17 Nov, 2019 - 00:11 0 Views
The case for CEO term limits

The Sunday Mail

Vision 2030
Allen Choruma

To enhance good corporate governance standards and organisational performance in both public and private sectors in Zimbabwe in pursuit of Vision 2030, there is growing debate on whether or not the tenure of chief executive officers (CEOs) should be limited.

Debate on limiting CEO tenure often rages in corporate offices, corridors and other spaces where employees gather, but never finds its way into the citadel of power, the boardroom.

Discussions or mere suggestions that a CEO’s term of office should be limited is a subject that most corporate boardrooms dare not touch, especially in organisations where there are long-serving CEOs.

Readers of this column who responded to last week’s article had a very clear and concise message on this hotly contested issue: a CEO’s term of office should be limited.
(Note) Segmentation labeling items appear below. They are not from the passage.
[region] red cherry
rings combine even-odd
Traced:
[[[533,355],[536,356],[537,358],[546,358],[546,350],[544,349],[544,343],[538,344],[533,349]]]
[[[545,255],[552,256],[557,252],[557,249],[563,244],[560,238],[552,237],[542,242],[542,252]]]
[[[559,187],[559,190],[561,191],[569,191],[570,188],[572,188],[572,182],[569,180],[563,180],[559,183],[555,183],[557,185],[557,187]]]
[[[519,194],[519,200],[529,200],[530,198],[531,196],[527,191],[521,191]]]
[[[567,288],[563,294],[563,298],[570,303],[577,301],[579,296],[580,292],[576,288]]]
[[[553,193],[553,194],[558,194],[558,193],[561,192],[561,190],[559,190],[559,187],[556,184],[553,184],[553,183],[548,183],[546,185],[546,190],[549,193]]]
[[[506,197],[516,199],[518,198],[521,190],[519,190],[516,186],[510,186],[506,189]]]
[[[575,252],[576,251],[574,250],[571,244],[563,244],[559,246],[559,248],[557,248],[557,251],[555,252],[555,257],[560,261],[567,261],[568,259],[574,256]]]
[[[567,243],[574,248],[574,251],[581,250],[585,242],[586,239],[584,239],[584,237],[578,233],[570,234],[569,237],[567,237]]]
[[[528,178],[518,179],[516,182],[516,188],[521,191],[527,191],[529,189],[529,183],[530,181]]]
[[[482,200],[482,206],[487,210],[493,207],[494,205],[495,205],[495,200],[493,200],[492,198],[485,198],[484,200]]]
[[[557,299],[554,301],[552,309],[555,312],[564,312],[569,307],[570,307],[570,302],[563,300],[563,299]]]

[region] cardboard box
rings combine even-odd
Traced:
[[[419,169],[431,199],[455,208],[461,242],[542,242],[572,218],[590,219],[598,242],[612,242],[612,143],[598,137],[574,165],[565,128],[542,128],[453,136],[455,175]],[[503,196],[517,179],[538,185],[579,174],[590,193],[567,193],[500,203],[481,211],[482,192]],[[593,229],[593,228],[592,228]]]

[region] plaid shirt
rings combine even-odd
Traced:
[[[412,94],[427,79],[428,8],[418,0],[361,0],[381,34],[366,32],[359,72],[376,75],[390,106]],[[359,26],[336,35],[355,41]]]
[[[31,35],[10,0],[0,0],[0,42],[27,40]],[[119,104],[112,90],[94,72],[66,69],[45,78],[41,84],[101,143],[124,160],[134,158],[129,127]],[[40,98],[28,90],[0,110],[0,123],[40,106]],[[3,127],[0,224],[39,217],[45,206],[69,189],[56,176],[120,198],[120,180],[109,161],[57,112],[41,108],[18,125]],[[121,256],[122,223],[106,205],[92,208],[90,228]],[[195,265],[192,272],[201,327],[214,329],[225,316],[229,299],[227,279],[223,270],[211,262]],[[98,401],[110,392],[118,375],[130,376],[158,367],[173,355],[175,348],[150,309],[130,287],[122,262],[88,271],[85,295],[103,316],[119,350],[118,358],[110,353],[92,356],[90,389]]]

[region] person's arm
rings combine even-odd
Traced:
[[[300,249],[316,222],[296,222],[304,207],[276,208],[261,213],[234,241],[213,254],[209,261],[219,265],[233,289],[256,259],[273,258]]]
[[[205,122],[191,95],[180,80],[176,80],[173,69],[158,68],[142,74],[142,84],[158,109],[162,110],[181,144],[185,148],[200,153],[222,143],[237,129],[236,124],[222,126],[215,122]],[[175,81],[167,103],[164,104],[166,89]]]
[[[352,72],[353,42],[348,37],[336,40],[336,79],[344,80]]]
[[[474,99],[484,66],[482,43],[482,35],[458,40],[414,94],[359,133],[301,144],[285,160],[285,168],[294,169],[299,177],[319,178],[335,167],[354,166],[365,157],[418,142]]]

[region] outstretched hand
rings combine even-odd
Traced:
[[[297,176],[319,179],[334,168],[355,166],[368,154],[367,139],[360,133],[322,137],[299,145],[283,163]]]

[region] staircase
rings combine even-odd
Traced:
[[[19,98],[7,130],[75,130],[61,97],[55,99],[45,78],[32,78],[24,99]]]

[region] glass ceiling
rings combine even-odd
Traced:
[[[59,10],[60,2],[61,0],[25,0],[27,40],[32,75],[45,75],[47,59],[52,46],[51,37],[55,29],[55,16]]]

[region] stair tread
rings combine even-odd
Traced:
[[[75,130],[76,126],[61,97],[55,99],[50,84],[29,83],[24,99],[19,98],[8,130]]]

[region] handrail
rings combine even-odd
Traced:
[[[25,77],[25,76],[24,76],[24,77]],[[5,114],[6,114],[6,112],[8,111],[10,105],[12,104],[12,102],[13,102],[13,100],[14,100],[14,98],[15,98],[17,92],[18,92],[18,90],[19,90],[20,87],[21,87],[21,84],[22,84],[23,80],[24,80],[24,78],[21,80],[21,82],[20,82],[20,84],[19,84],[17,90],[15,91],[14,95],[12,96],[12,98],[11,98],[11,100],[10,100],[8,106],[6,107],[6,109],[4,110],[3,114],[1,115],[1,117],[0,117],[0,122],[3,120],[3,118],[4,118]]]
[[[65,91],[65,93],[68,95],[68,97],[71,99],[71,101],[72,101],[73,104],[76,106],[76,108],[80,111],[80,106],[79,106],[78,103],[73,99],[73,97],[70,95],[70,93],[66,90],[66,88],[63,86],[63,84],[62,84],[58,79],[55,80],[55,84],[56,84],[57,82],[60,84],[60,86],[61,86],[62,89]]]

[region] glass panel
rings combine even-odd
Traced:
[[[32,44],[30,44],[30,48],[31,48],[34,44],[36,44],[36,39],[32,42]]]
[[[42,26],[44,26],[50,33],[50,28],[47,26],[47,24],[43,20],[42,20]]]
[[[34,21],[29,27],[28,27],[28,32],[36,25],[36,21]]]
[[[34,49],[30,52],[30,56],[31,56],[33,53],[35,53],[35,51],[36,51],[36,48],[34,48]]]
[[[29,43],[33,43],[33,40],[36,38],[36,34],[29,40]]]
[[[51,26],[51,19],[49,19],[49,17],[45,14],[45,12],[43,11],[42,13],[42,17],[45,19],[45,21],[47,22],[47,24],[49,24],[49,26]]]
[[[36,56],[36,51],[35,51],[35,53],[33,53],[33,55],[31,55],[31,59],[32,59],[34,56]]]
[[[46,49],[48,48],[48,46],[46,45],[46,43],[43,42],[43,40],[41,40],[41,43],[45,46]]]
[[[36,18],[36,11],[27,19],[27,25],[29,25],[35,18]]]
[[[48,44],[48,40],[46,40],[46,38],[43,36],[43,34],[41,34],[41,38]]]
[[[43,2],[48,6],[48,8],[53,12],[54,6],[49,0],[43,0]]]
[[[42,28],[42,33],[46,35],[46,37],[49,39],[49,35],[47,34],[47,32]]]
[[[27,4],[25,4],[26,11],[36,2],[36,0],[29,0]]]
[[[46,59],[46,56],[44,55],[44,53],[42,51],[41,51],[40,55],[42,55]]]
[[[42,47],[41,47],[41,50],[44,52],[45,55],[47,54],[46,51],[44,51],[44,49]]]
Notwithstanding the current push, there isn’t any conclusive empirical evidence linking limited CEO tenure to enhanced good corporate governance and organisational performance.

Quite a handful of CEOs in leading companies, parastatals, State enterprises, public institutions (universities and colleges), local authorities, heads of influential Government departments, and so on, have been at the helm for periods ranging well above 10 years and still show no sign that they are leaving office any time soon. Many readers agreed in toto with the reasons that I gave supporting the need to limit a CEO’s tenure.
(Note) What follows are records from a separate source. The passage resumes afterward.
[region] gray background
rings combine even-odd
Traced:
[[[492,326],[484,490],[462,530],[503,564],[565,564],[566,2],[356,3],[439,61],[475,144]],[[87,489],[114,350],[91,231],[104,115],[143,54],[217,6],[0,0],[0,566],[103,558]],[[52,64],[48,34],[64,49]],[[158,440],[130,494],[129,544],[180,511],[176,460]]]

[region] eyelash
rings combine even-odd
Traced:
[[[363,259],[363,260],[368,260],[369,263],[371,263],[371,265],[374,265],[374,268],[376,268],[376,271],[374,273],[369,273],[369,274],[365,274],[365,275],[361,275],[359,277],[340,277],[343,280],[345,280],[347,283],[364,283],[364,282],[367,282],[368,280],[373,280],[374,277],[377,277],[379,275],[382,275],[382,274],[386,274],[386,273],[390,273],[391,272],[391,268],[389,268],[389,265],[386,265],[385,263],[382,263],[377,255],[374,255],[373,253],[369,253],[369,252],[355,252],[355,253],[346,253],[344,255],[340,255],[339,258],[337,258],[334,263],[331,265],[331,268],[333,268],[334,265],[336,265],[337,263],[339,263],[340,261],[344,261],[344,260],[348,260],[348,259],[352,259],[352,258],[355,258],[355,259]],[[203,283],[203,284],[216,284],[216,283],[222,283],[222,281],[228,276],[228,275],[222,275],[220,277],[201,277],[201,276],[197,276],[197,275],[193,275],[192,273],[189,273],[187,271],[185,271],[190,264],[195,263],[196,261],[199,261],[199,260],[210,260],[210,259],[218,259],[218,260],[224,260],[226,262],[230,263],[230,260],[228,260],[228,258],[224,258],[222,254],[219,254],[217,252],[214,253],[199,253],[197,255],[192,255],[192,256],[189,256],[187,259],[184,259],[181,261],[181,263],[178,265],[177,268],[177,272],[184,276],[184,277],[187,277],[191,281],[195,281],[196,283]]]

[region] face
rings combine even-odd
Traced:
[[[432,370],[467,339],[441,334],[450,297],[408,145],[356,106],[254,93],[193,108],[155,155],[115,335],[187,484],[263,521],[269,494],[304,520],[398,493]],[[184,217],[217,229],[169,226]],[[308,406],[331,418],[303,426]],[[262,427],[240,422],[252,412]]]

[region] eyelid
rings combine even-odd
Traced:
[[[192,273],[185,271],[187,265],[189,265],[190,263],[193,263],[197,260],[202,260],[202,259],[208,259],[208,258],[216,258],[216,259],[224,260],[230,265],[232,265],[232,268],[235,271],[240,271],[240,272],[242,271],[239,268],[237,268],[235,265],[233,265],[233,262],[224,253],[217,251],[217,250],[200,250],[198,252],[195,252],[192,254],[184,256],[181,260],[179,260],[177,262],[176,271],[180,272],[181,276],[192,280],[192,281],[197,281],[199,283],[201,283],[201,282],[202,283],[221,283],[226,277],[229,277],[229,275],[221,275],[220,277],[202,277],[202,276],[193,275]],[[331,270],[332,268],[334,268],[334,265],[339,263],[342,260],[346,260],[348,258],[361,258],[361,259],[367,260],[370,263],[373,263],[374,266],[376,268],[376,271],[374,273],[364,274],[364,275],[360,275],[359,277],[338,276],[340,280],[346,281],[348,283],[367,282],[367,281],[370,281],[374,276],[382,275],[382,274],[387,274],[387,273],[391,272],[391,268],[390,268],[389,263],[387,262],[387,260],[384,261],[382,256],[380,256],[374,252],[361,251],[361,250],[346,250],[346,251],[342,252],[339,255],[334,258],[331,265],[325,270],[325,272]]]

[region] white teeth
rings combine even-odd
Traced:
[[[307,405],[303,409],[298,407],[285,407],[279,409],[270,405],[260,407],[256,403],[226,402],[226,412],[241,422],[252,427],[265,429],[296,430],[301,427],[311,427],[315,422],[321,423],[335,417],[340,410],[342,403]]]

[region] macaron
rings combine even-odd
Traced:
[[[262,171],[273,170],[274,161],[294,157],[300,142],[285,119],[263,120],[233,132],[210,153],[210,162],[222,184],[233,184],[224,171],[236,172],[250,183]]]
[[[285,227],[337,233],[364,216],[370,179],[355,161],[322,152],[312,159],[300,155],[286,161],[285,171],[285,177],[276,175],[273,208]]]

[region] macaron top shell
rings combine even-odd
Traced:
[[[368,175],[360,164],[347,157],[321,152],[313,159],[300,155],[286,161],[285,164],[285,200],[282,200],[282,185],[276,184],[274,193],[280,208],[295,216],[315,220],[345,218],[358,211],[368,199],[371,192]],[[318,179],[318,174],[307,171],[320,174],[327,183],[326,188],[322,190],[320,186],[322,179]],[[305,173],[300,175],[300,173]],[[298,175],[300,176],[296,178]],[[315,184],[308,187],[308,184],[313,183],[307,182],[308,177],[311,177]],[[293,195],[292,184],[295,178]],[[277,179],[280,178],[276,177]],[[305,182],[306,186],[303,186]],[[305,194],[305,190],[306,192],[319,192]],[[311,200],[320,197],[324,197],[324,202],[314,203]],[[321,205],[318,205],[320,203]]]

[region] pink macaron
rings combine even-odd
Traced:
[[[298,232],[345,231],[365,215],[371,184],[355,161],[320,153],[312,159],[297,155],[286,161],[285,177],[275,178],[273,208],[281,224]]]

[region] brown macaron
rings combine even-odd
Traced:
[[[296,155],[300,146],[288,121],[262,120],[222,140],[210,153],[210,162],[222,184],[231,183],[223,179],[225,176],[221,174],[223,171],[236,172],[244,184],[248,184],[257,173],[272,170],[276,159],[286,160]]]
To recap, the reasons are as follows:

l Long-serving CEOs become entrenched and autocratic

l Need to inject new blood and fresh ideas

l It provides opportunity for younger talent

l Long-serving CEOs become complacent and less value-adding.
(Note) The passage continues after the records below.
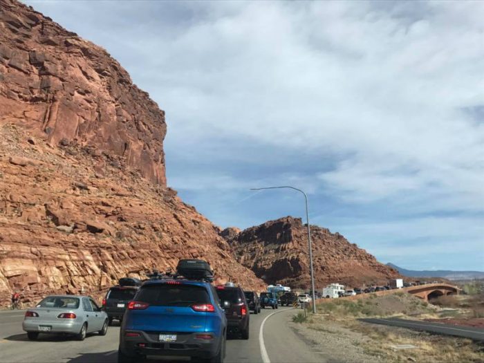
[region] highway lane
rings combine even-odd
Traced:
[[[273,313],[274,315],[269,317]],[[277,363],[279,362],[322,362],[309,351],[305,343],[287,326],[296,313],[288,308],[263,309],[261,314],[250,315],[248,340],[229,337],[225,362],[229,363]],[[24,310],[0,312],[0,362],[68,362],[115,363],[119,327],[110,326],[104,337],[89,335],[83,342],[62,335],[40,335],[30,341],[22,331]],[[266,319],[266,320],[265,320]],[[261,325],[264,322],[263,339]],[[263,360],[261,342],[267,352]],[[268,359],[269,360],[268,360]],[[173,359],[161,360],[174,362]],[[178,360],[178,362],[186,361]]]
[[[395,317],[388,319],[360,319],[360,320],[366,323],[408,328],[409,329],[436,333],[445,335],[454,335],[484,342],[484,329],[482,328],[457,326],[442,323],[422,322],[419,320],[407,320]]]

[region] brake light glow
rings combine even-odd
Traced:
[[[214,339],[214,337],[210,334],[197,334],[195,335],[195,339],[203,339],[204,340],[211,340]]]
[[[192,308],[195,311],[205,311],[206,313],[213,313],[215,311],[215,308],[211,304],[200,304],[192,305]]]
[[[130,332],[126,332],[124,333],[125,337],[138,337],[140,336],[139,333],[130,333]]]
[[[57,317],[60,317],[61,319],[75,319],[76,316],[73,313],[62,313],[62,314],[59,314]]]
[[[149,304],[141,302],[141,301],[129,301],[128,303],[128,310],[145,310],[148,306]]]

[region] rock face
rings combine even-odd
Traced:
[[[268,283],[309,288],[307,227],[290,216],[266,222],[239,233],[221,232],[237,261]],[[311,225],[315,283],[321,289],[339,282],[350,286],[387,283],[398,272],[380,263],[339,233]]]
[[[0,0],[0,110],[51,145],[91,146],[166,184],[165,113],[106,50],[15,0]]]
[[[164,113],[100,47],[0,0],[0,306],[100,297],[126,275],[210,263],[261,290],[219,229],[166,187]]]

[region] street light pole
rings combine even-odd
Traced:
[[[309,212],[308,209],[308,196],[306,195],[302,190],[300,189],[295,188],[294,187],[283,186],[283,187],[266,187],[265,188],[251,188],[250,190],[263,190],[266,189],[282,189],[282,188],[289,188],[293,189],[300,192],[304,196],[304,201],[306,202],[306,220],[308,224],[308,245],[309,248],[309,270],[311,277],[311,291],[313,293],[313,313],[316,313],[316,294],[315,292],[315,277],[314,270],[313,269],[313,248],[311,246],[311,230],[309,227]]]

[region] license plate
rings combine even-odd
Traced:
[[[176,334],[160,334],[160,342],[176,342]]]

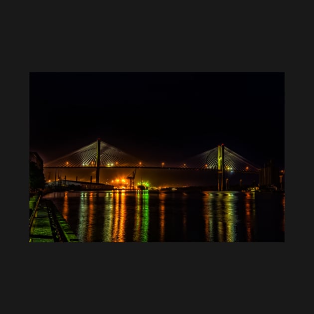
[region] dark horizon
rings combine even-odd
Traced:
[[[29,150],[44,162],[97,138],[152,162],[221,144],[284,168],[282,72],[31,72]]]

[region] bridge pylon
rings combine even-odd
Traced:
[[[223,144],[218,147],[218,190],[223,191],[225,176],[225,153]]]
[[[97,150],[96,151],[96,183],[99,183],[100,171],[100,139],[97,139]]]

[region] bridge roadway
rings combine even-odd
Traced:
[[[86,169],[86,168],[95,168],[95,169],[97,168],[97,166],[90,166],[90,165],[87,165],[87,166],[44,166],[44,168],[53,168],[53,169],[55,169],[56,168],[71,168],[71,169],[74,169],[74,168],[84,168],[84,169]],[[201,171],[217,171],[217,169],[213,169],[213,168],[192,168],[192,167],[166,167],[166,166],[163,166],[163,167],[161,167],[161,166],[99,166],[99,168],[132,168],[133,169],[134,168],[137,168],[137,169],[164,169],[165,170],[201,170]],[[229,171],[228,170],[225,170],[225,172],[228,172]],[[241,170],[232,170],[232,172],[234,172],[234,173],[252,173],[252,174],[258,174],[259,173],[259,172],[258,171],[241,171]]]

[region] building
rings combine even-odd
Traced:
[[[272,160],[265,164],[260,170],[260,187],[261,189],[272,188],[284,190],[285,171],[280,170]]]
[[[30,161],[35,162],[38,168],[43,171],[43,160],[37,153],[35,152],[29,152],[29,162]]]

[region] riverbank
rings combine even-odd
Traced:
[[[33,196],[29,201],[29,242],[79,241],[53,202],[38,195]]]

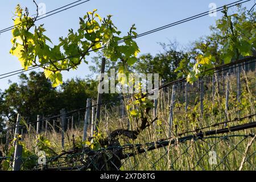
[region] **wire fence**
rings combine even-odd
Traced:
[[[98,127],[108,143],[101,147],[94,142],[95,101],[84,108],[11,126],[1,131],[9,134],[8,150],[4,150],[9,152],[0,155],[0,169],[11,170],[18,160],[23,170],[255,170],[255,58],[243,61],[247,62],[216,68],[212,76],[206,75],[193,85],[181,78],[160,85],[158,99],[152,101],[156,105],[148,116],[155,122],[137,140],[118,133],[120,137],[108,139],[117,131],[133,137],[138,124],[125,107],[133,94],[101,104]],[[86,110],[89,144],[82,141]],[[18,142],[26,148],[18,157],[13,144],[17,128],[23,129]],[[38,148],[38,134],[41,149],[47,152],[44,165],[30,152]]]

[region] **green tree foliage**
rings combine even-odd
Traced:
[[[176,41],[168,44],[160,44],[164,51],[155,56],[150,53],[142,55],[132,69],[135,72],[159,73],[163,81],[171,81],[177,78],[176,69],[184,57],[184,53],[178,50],[179,45]]]
[[[92,50],[97,52],[102,48],[104,56],[113,61],[120,59],[124,65],[134,64],[139,52],[136,42],[130,39],[137,35],[134,24],[127,35],[121,36],[112,16],[102,19],[97,10],[80,17],[78,30],[69,30],[66,38],[60,38],[57,45],[53,45],[44,34],[43,24],[35,26],[36,18],[29,16],[27,8],[16,6],[14,21],[17,26],[13,30],[10,53],[18,57],[24,69],[31,66],[43,68],[53,87],[63,83],[61,71],[76,69],[82,61],[88,64],[86,56]],[[125,40],[118,44],[122,39]]]
[[[22,74],[19,83],[13,83],[0,93],[0,126],[5,120],[14,123],[17,113],[31,121],[38,114],[59,114],[62,108],[72,110],[84,107],[87,98],[96,98],[96,85],[94,80],[76,78],[64,82],[58,89],[53,88],[43,72],[32,72],[28,77]]]
[[[208,69],[254,55],[256,50],[256,13],[249,14],[240,6],[237,10],[238,14],[229,15],[225,9],[222,18],[211,27],[212,34],[196,42],[187,53],[189,56],[176,71],[182,72],[188,82],[197,80]]]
l Allows for innovation if others are allowed to come in with new ideas

l Brings in diversity needed to rejuvenate an organisation.

l Long-serving CEOs end up controlling the board, compromising its independence and effectiveness

l Long-serving CEOs end up using the company to enhance own status for personal advantage.

l It improves corporate governance (for example, accountability/transparency).

But, two critical points stuck out the most with readers: that many long-serving CEOs end up controlling the board, compromising its independence and effectiveness (rather than the other way around); and that some CEOs end up using an organisation’s resources to enhance their own status for personal advantage.

There have been many stories of long-serving CEOs who have become so powerful as to be instrumental in the selection of board members and determining their remuneration and welfare.

Some corporate boards are said to be captured by long-serving CEOs to an extent of losing their independence, effectiveness and power in discharging their fiduciary duties and oversight functions over management.

Long-serving CEOs allegedly dominate boardroom discussions to an extent that open and candid discussions are often eroded to the detriment of enhancing good corporate governance in an organisation.

Incidences of long-serving CEOs using their influence, power and organisational resources for personal gain cannot be ignored.

Some prominent long-serving CEOs in Zimbabwe (past and present) are alleged to have used their longevity in office to acquire massive shares in companies they lead through exercising stock (share) options they crafted, influenced or manipulated for personal gain.

Succession planning and performance management are tools that should be used in corporate governance to ensure that CEOs step down at some point to pave way for others to take over.

Shareholder activism should be developed in Zimbabwe to allow shareholders to raise contentious issues such as CEO term limits and put them to vote at annual general meetings to enhance good governance and organisational performance.

Perhaps, it is time Government and regulatory and professional bodies such as Securities and Exchange Commission of Zimbabwe (SECZ) and Zimbabwe Stock Exchange (ZSE), Institute of Directors (IOD) look at CEOs tenure of office and come up with sustainable interventionist measures to address concerns being raised by stakeholders.